マイノリティーな彼との恋愛法
さっきウェイターがテーブルに置いていった前菜盛り合わせを食べようにも、興奮して手が震えて食べられそうにもない。
ナイフとフォークがカチカチとお皿に当たって音が響く気がして、手なんてつけられない。

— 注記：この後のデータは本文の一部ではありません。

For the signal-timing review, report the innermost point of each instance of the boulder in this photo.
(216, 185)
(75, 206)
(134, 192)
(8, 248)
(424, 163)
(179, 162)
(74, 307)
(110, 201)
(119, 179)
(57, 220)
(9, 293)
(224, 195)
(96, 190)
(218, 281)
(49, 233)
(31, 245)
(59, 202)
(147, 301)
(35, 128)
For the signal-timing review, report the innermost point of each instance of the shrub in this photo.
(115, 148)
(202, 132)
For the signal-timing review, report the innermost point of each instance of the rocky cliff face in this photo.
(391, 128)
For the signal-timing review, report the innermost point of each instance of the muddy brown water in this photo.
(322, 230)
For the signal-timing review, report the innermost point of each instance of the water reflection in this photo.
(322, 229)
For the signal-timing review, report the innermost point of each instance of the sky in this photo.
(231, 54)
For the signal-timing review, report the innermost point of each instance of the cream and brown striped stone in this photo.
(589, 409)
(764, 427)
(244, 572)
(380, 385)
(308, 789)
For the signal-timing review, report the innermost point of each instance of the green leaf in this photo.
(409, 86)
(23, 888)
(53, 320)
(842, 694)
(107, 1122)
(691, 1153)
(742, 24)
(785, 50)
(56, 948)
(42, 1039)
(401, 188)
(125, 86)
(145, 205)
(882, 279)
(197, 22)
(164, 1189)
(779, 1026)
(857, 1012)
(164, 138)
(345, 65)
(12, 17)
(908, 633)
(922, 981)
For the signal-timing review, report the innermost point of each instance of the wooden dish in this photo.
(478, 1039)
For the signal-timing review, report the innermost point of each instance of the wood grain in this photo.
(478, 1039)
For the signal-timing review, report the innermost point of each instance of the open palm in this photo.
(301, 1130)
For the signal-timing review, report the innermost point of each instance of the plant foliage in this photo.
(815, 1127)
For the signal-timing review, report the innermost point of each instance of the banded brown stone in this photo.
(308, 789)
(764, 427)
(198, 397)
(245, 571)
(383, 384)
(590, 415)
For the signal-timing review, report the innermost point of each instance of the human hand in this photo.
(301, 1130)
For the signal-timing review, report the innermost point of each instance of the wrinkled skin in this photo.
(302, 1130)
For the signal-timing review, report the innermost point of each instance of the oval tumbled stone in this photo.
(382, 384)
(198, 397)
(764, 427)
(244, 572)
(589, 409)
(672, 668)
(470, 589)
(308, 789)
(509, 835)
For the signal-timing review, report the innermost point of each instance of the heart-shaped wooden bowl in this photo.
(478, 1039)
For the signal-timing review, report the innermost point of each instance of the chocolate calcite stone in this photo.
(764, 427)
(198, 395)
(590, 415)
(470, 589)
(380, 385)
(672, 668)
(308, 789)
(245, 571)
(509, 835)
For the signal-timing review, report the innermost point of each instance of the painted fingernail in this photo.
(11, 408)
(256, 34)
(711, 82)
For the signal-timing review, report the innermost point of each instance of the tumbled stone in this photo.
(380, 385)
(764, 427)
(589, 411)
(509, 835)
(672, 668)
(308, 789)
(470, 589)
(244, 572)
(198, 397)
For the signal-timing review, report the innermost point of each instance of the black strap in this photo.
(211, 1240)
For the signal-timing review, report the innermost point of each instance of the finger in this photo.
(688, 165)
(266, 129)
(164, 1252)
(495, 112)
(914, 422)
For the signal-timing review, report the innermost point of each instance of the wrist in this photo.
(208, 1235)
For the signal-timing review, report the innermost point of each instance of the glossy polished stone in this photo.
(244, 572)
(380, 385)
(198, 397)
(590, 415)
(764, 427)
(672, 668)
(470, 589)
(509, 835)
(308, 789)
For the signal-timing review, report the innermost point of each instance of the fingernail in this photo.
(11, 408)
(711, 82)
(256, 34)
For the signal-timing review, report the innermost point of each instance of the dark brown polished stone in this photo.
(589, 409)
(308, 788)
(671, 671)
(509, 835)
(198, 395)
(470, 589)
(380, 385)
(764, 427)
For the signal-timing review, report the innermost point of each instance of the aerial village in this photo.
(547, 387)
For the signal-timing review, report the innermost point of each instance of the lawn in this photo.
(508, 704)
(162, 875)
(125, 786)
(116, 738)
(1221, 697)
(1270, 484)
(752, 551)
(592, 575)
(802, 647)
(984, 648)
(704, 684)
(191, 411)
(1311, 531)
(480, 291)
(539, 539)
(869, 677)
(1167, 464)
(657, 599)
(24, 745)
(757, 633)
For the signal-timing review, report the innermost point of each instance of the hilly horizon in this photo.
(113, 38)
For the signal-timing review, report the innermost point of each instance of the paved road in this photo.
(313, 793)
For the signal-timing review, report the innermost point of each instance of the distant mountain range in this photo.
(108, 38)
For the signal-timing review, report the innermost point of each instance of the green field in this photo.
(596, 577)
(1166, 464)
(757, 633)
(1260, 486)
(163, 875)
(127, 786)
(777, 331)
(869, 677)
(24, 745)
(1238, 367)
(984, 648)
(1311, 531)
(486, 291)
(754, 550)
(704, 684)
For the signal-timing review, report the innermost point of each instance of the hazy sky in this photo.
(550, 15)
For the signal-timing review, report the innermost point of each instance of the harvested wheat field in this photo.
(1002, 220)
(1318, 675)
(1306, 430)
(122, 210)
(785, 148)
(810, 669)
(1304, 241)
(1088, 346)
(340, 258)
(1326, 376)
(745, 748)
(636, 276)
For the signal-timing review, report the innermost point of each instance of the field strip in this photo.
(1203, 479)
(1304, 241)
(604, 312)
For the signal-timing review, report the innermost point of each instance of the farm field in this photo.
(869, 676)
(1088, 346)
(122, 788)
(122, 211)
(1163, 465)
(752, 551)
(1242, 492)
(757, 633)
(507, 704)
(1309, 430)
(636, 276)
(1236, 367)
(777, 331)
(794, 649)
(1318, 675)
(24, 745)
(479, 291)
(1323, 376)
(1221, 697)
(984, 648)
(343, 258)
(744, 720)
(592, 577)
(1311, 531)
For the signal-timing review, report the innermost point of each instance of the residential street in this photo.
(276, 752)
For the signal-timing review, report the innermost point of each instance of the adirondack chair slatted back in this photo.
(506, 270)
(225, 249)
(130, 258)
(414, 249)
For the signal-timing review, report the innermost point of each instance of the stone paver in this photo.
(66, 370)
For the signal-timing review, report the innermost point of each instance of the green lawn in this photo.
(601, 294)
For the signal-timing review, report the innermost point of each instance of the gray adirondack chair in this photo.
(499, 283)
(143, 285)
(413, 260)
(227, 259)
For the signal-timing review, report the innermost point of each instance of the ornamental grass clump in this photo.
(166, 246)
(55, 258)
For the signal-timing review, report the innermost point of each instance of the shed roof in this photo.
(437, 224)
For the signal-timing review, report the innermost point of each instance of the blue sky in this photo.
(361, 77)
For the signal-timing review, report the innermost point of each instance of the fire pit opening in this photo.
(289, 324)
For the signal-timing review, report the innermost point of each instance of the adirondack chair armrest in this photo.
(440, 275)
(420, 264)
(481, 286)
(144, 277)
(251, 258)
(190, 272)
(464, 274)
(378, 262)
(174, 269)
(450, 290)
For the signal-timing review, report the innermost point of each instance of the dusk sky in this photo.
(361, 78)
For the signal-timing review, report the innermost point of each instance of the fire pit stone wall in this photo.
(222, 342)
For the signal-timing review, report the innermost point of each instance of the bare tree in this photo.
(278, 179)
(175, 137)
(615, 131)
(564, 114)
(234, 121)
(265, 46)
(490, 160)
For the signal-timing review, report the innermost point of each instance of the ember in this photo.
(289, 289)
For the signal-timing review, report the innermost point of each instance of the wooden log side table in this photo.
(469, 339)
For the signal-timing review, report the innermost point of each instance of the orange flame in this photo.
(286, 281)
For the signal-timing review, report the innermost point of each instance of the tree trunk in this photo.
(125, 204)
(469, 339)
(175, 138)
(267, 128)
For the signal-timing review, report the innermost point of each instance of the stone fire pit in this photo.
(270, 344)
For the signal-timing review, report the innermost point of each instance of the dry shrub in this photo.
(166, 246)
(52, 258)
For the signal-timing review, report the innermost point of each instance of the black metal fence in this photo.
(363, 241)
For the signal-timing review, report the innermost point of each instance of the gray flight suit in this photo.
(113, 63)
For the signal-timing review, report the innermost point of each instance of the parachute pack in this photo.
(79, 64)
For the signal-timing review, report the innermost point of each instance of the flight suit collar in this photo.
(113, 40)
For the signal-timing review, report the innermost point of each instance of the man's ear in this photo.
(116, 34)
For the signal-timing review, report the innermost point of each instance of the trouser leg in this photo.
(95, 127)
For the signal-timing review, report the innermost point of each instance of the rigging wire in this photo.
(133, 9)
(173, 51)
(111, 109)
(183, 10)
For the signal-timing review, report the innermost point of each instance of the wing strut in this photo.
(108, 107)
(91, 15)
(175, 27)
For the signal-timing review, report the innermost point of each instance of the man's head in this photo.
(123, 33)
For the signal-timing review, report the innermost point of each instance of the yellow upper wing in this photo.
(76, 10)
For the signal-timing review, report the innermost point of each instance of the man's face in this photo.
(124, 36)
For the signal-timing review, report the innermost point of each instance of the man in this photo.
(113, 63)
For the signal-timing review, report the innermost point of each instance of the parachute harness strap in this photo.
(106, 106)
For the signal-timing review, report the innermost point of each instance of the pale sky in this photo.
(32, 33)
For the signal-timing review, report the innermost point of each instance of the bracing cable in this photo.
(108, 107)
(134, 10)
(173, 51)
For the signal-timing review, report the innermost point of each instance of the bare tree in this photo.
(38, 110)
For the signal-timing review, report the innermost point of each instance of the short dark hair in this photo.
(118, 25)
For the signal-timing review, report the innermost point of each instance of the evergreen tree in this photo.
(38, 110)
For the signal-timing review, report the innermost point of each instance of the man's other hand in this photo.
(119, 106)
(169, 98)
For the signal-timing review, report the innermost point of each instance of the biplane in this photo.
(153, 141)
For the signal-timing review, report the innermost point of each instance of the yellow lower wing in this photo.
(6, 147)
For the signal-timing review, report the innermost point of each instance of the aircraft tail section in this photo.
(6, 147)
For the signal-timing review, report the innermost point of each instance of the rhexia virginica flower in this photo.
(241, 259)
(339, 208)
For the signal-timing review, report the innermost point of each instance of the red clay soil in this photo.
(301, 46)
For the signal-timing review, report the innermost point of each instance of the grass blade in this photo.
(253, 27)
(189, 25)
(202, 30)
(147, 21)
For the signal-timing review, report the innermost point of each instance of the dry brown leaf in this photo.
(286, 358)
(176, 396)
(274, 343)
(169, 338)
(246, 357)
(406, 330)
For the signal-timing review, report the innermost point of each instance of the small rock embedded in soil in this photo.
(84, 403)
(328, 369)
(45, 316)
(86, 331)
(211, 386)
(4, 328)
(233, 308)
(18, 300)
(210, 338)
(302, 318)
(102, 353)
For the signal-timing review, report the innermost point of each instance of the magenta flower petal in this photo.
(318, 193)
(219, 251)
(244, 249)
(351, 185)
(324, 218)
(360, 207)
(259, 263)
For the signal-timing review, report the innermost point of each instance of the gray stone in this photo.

そんな様子を知ってか知らずか、秀行さんが話を続ける。
「昴は僕の同級生で、一級建築士なんだ。今の事務所で経験積んだ後は、実家を継ぐんだろ?」
「うん、そのつもり」
「あ、柏木ハウジングって知ってる?そこの長男坊だから、ゆくゆくは社長ってわけ」
「まだ先の話だよ」
男性2人の会話を聞いて、さらに頭がクラっとした。
それはおそらく風花ちゃんも同じだったらしく、「えっ?えっ?」と目を丸くして柏木さんを見つめた。
「柏木ハウジングって、あの柏木ハウジング?そこの御曹司!?しかも一級建築士!?」
心の声が見事なまでにしっかり声になっている風花ちゃんに、柏木さんは苦笑しながらうなずいていた。
柏木ハウジングは私も知っている。
というか、知らない人はいないくらい有名なハウスメーカーだ。
「だからいずれは東京に戻るんだ。親父の親友の多田さんにお世話になってるからこっちにいるけど、最終的には会社を継ぐ予定で」
「は、はぁ……」
一気に現実離れした話に、曖昧な受け答えしか出来ない。
これぞ庶民。見よ、庶民の受け答えを!
「あの、そんなすごい人が、どうして春野さんを!?」
私が聞きたいことを、風花ちゃんが聞いてくれた。
もはや彼女は身を乗り出していて、たぶん私より興奮しているに違いない。
まあまあ、と秀行さんがたしなめる程だ。
柏木さんはチラリと私を見たあと、少し照れくさそうに目を伏せた。
「春野さんは知らなかったと思うけど、君が行く定食屋、俺の行きつけで。お昼休みに何度か相席したことがあるんだ」
「━━━━━えっ!?」
て、定食屋!?
「アジフライ定食が絶品の、あの定食屋ですか?」
「そうそう、そこ」
御曹司様もちょっと古びている定食屋なんか行くんだ。そこに一番驚いた。
「ずっと思ってたの、綺麗な人だなって。食べ方も綺麗だし、仕草も綺麗だし。それで、この間ほんの出来心であとをつけたら、同じビルで働いてたことが分かったんだ」
こんなにも「綺麗」を連呼されたこと、今まで生きていて一度もなかった。
泣いちゃダメ!泣いたらマスカラが落ちる!
ものすごーーーく羨ましそうな風花ちゃんの視線を感じつつ、「綺麗だなんてそんな……」と謙遜する。
これ一回やってみたかったやつ。
人生って何があるか分からない。
こんな事態、誰も予想なんて出来なかったと思う。